Le capitalisme d’État s’illustre tout particulièrement en Chine où un État fort et autoritaire fait travailler à son profit les mécanismes de marché. « Le gouvernement chinois a réussi à construire un mode de développement fondé sur trois caractéristiques. D’abord, un compromis implicite échangeant la reconnaissance de l’exclusivité du pouvoir politique du Parti communiste contre la promesse d’une amélioration durable du niveau de vie de la majorité de la population. Ensuite, une décentralisation, sous contrôle de Pékin, des décisions et des initiatives, déléguant aux corporatismes locaux le soin de rendre compatibles objectifs politiques et dynamisme économique.

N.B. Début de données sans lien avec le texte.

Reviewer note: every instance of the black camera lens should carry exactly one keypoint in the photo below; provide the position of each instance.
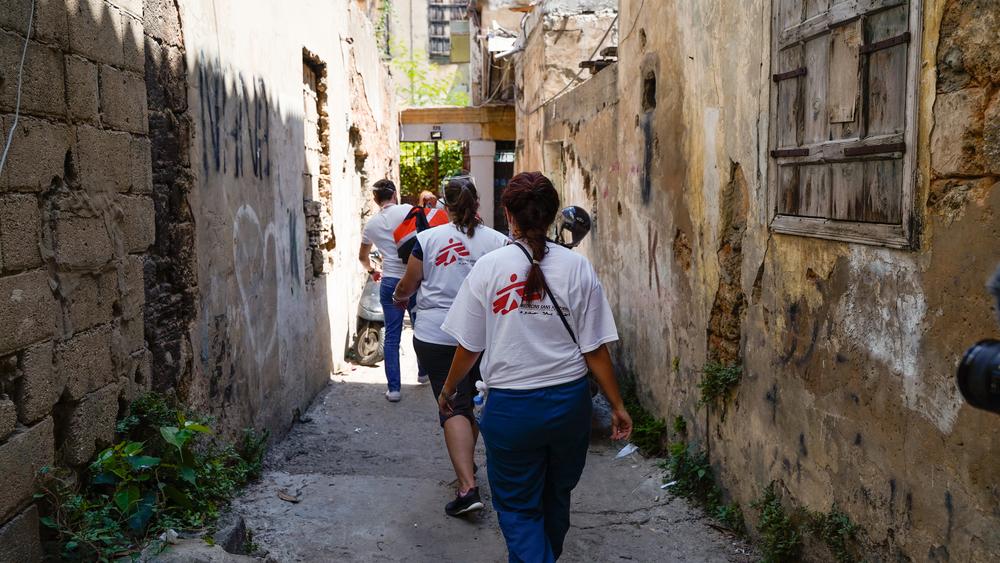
(979, 375)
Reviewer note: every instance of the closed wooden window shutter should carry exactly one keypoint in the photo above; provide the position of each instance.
(840, 109)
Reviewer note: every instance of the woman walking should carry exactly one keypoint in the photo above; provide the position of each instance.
(539, 312)
(440, 261)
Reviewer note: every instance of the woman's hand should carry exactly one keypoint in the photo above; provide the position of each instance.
(621, 424)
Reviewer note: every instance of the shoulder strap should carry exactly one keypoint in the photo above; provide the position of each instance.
(552, 298)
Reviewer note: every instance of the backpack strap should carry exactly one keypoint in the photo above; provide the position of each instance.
(552, 298)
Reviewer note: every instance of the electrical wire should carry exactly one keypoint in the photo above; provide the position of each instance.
(20, 77)
(572, 82)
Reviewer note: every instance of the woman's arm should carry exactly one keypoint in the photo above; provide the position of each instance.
(599, 362)
(411, 280)
(460, 367)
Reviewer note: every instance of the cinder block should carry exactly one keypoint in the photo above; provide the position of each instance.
(43, 83)
(20, 225)
(90, 299)
(8, 417)
(103, 159)
(37, 154)
(82, 242)
(123, 100)
(95, 29)
(85, 360)
(40, 385)
(138, 222)
(49, 25)
(81, 87)
(161, 20)
(28, 309)
(134, 42)
(19, 539)
(24, 453)
(90, 425)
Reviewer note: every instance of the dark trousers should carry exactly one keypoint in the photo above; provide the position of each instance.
(536, 447)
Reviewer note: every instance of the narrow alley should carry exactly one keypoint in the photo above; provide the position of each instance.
(370, 480)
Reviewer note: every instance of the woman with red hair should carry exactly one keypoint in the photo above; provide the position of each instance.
(538, 316)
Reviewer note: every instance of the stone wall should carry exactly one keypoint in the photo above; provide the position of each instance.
(849, 351)
(76, 218)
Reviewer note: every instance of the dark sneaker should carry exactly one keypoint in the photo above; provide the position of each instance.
(470, 502)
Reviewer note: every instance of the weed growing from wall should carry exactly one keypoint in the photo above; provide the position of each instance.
(781, 540)
(718, 381)
(837, 531)
(164, 473)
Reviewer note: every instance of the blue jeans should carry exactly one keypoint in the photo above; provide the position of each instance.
(393, 329)
(536, 447)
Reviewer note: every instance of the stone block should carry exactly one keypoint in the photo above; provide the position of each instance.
(90, 425)
(8, 417)
(81, 89)
(958, 126)
(49, 25)
(24, 453)
(123, 100)
(28, 309)
(95, 31)
(19, 539)
(90, 299)
(133, 290)
(86, 362)
(138, 222)
(991, 137)
(82, 242)
(162, 21)
(37, 154)
(104, 159)
(43, 83)
(40, 385)
(141, 166)
(134, 43)
(20, 227)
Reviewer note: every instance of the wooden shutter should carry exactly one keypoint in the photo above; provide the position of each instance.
(840, 109)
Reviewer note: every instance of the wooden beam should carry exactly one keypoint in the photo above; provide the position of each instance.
(498, 122)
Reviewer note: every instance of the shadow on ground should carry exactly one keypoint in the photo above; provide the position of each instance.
(372, 479)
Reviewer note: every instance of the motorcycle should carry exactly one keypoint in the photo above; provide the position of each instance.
(369, 340)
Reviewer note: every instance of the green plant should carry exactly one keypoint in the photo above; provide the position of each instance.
(174, 477)
(780, 539)
(718, 381)
(837, 531)
(416, 165)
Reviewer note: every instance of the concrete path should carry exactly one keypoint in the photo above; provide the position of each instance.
(372, 479)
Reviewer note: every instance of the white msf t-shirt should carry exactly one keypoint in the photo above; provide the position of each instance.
(448, 257)
(526, 345)
(379, 231)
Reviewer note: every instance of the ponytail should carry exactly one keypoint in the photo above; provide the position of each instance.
(532, 202)
(462, 201)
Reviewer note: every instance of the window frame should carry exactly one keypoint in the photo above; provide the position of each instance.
(901, 236)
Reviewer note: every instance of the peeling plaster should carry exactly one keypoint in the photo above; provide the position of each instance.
(883, 312)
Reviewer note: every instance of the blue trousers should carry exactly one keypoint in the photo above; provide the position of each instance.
(393, 329)
(536, 447)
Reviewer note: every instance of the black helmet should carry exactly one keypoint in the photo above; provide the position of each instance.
(575, 220)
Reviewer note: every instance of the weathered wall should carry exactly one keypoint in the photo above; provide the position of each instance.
(76, 217)
(270, 328)
(848, 350)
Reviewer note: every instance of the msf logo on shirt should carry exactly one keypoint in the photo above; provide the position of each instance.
(451, 253)
(509, 298)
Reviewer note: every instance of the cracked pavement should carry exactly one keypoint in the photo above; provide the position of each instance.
(371, 479)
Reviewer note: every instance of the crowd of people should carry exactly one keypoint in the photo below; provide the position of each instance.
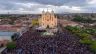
(63, 43)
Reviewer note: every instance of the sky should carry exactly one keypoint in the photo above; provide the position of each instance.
(36, 6)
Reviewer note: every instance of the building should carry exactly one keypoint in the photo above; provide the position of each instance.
(48, 20)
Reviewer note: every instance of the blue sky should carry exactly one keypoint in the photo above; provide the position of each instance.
(36, 6)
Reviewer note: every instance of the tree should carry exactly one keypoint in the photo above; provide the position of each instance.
(11, 45)
(93, 46)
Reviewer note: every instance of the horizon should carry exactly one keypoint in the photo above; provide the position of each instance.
(36, 6)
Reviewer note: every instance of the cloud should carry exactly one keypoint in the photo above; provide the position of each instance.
(36, 6)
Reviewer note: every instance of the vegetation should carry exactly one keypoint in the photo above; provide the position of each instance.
(83, 20)
(84, 35)
(11, 45)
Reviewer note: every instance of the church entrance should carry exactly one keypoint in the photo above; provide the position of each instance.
(47, 26)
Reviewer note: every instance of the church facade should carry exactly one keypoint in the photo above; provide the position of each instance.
(48, 20)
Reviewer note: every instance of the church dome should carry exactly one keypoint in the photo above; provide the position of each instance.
(47, 12)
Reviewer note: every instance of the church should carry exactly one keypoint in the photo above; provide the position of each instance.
(48, 20)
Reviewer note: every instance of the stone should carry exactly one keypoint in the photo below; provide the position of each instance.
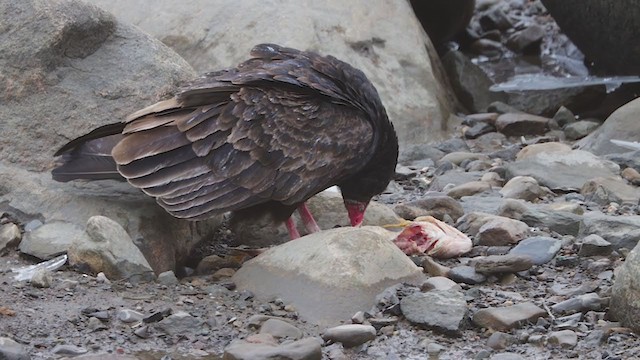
(611, 189)
(540, 249)
(350, 264)
(508, 317)
(563, 338)
(514, 124)
(362, 33)
(304, 349)
(620, 231)
(525, 188)
(10, 237)
(350, 335)
(579, 129)
(49, 240)
(106, 247)
(440, 310)
(280, 329)
(595, 245)
(501, 231)
(509, 263)
(12, 350)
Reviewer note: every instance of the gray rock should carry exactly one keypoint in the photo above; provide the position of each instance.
(11, 350)
(329, 275)
(540, 249)
(612, 189)
(466, 274)
(595, 245)
(280, 329)
(581, 303)
(304, 349)
(203, 38)
(620, 231)
(106, 247)
(440, 310)
(510, 263)
(10, 236)
(580, 129)
(179, 323)
(559, 168)
(49, 240)
(350, 335)
(508, 317)
(564, 338)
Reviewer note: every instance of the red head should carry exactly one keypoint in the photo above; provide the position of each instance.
(356, 211)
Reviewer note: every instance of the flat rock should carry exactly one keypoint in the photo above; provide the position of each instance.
(540, 249)
(350, 335)
(508, 317)
(440, 310)
(329, 275)
(106, 247)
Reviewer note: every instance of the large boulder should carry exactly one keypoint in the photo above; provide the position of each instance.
(68, 67)
(382, 38)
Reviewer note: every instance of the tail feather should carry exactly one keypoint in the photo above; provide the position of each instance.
(89, 157)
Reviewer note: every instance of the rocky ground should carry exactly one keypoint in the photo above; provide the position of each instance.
(552, 210)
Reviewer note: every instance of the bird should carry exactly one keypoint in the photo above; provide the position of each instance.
(258, 139)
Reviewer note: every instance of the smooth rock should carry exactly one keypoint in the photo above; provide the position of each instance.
(508, 317)
(329, 275)
(540, 249)
(106, 247)
(304, 349)
(509, 263)
(440, 310)
(350, 335)
(280, 329)
(49, 240)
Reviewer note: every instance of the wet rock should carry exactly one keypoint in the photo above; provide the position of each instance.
(540, 249)
(302, 272)
(509, 263)
(49, 240)
(12, 350)
(580, 129)
(508, 317)
(180, 322)
(305, 349)
(514, 124)
(563, 338)
(466, 274)
(606, 190)
(560, 168)
(500, 341)
(10, 236)
(106, 247)
(581, 303)
(620, 231)
(525, 188)
(438, 206)
(350, 335)
(595, 245)
(501, 231)
(280, 329)
(441, 310)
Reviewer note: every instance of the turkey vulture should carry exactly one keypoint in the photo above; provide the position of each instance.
(260, 138)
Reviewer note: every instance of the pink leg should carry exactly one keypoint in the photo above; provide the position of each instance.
(307, 219)
(291, 226)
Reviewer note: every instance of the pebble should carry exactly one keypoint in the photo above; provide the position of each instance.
(466, 274)
(508, 317)
(510, 263)
(540, 249)
(350, 335)
(563, 338)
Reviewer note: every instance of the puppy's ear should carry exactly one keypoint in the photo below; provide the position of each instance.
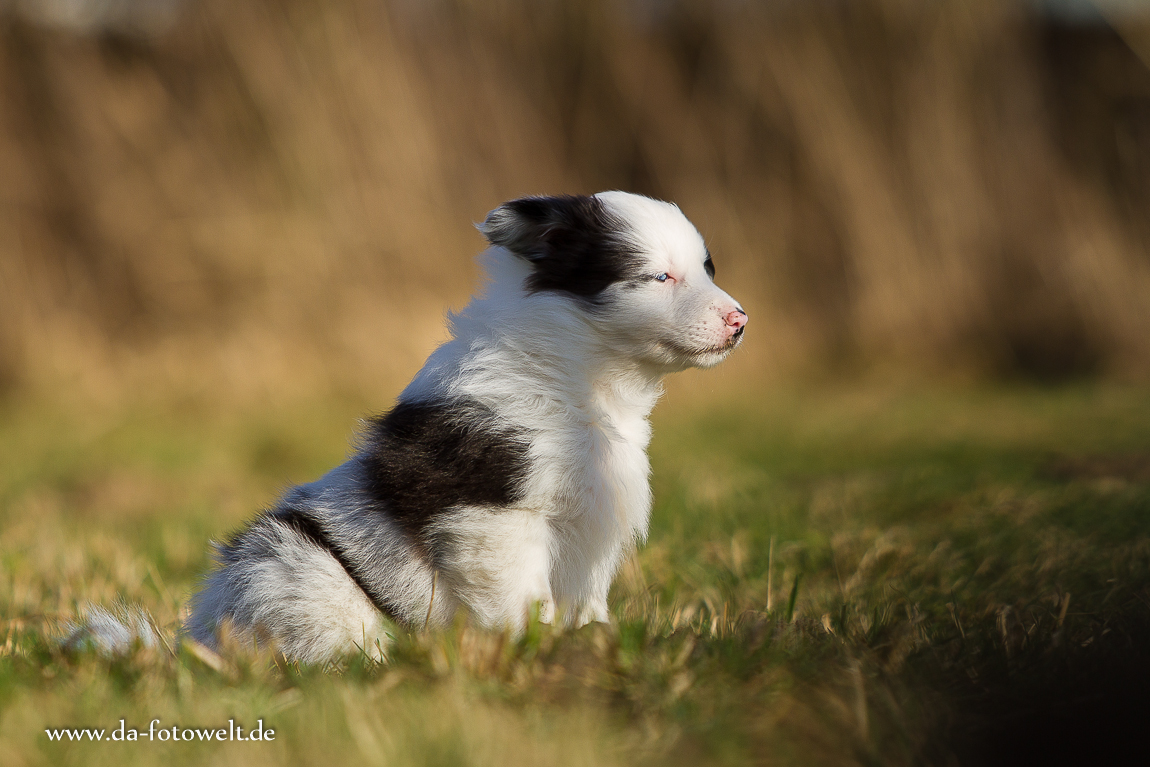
(535, 228)
(574, 244)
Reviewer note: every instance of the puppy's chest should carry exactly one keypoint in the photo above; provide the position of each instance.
(596, 468)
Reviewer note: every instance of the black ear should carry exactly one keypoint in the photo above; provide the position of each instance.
(574, 243)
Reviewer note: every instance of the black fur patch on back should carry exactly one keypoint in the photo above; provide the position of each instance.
(423, 458)
(575, 244)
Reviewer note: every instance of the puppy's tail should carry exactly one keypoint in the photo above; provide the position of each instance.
(113, 630)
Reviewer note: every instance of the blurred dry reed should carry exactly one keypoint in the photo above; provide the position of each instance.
(276, 197)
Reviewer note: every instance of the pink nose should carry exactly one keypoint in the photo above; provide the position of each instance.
(736, 319)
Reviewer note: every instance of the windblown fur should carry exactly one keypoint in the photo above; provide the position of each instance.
(513, 469)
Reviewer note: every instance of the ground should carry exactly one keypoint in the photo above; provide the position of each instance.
(834, 576)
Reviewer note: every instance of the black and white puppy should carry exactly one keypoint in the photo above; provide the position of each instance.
(513, 469)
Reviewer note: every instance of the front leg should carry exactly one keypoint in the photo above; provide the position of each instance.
(582, 582)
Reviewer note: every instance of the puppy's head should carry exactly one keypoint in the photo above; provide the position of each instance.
(636, 266)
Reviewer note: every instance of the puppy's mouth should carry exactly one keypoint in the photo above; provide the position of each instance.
(718, 349)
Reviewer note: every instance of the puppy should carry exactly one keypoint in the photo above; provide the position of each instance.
(513, 469)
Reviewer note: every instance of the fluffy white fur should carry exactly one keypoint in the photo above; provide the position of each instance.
(580, 381)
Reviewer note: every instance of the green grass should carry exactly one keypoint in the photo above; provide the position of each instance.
(830, 577)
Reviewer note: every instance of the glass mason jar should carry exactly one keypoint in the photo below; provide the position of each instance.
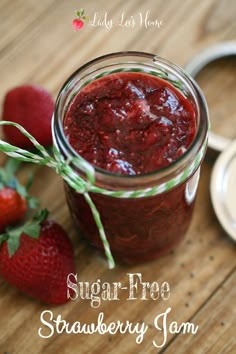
(137, 229)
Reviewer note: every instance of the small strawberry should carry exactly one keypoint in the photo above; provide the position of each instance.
(37, 258)
(32, 107)
(14, 198)
(77, 23)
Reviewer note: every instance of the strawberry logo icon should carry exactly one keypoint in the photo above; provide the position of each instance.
(78, 22)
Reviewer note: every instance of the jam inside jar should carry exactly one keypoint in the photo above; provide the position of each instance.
(140, 121)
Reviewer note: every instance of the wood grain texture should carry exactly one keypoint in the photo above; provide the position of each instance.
(38, 44)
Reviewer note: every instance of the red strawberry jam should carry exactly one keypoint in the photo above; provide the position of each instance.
(132, 123)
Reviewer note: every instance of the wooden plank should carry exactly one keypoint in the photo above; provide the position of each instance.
(216, 320)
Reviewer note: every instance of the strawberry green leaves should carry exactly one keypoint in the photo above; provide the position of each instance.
(30, 228)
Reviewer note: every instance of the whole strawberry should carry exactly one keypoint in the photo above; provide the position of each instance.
(37, 258)
(32, 107)
(14, 198)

Enfin, une insertion asymétrique dans les chaînes de valeur mondiales, permettant d’acquérir puis de maîtriser les technologies les plus avancées. »

Face à un telle réussite du capitalisme d’État chinois, on ne peut que se rappeler les propos de Fernand Braudel dans La Dynamique du capitalisme (1985) : « Le capitalisme ne triomphe que lorsqu’il s’identifie à l’État, qu’il est l’État. »

« Face à ces deux avenirs, quelles peuvent être les chances d’un biocapitalisme qui mettrait en œuvre le mode de développement anthropogénétique ? »

À Boyer de rappeler : « Cela suppose d’abord que la pandémie se conclue par un changement durable dans la hiérarchie des biens et des objectifs des politiques au profit de l’éducation, la santé et la culture. Cette demande des privilégiés des sociétés riches peut se heurter à la nécessité de lutter en priorité contre la paupérisation de tous ceux dont l’emploi a disparu du fait des changements structurels liés à la crise. »

Conclusion

Si tu apprends cette citation, je pense qu’elle fera son petit effet : « Finalement, la Covid-19 apparaît comme un “fait social total” au sens de Marcel Mauss. Dans son Essai sur le don, il le définit ainsi : “Il met en branle dans certains cas la totalité de la société et des institutions (…) et dans d’autres cas seulement un très grand nombre d’institutions” ».

Voilà, tu pourras donc faire mine d’avoir lu ce livre en dissert ou à l’oral le temps de quelques minutes 😉

Si tu es intéressé par la théorie de la régulation et que tu as envie d’approfondir ce sujet, je t’invite vivement à lire l’excellent article de Michel Aglietta : Capitalisme : les mutations d’un système de pouvoirs (2017).

Cet article est le fruit d’un travail sur deux œuvres de Robert Boyer : l’ouvrage Les capitalismes à l’épreuve de la pandémie (2020) et l’article Les institutions dans la théorie de la régulation (2003).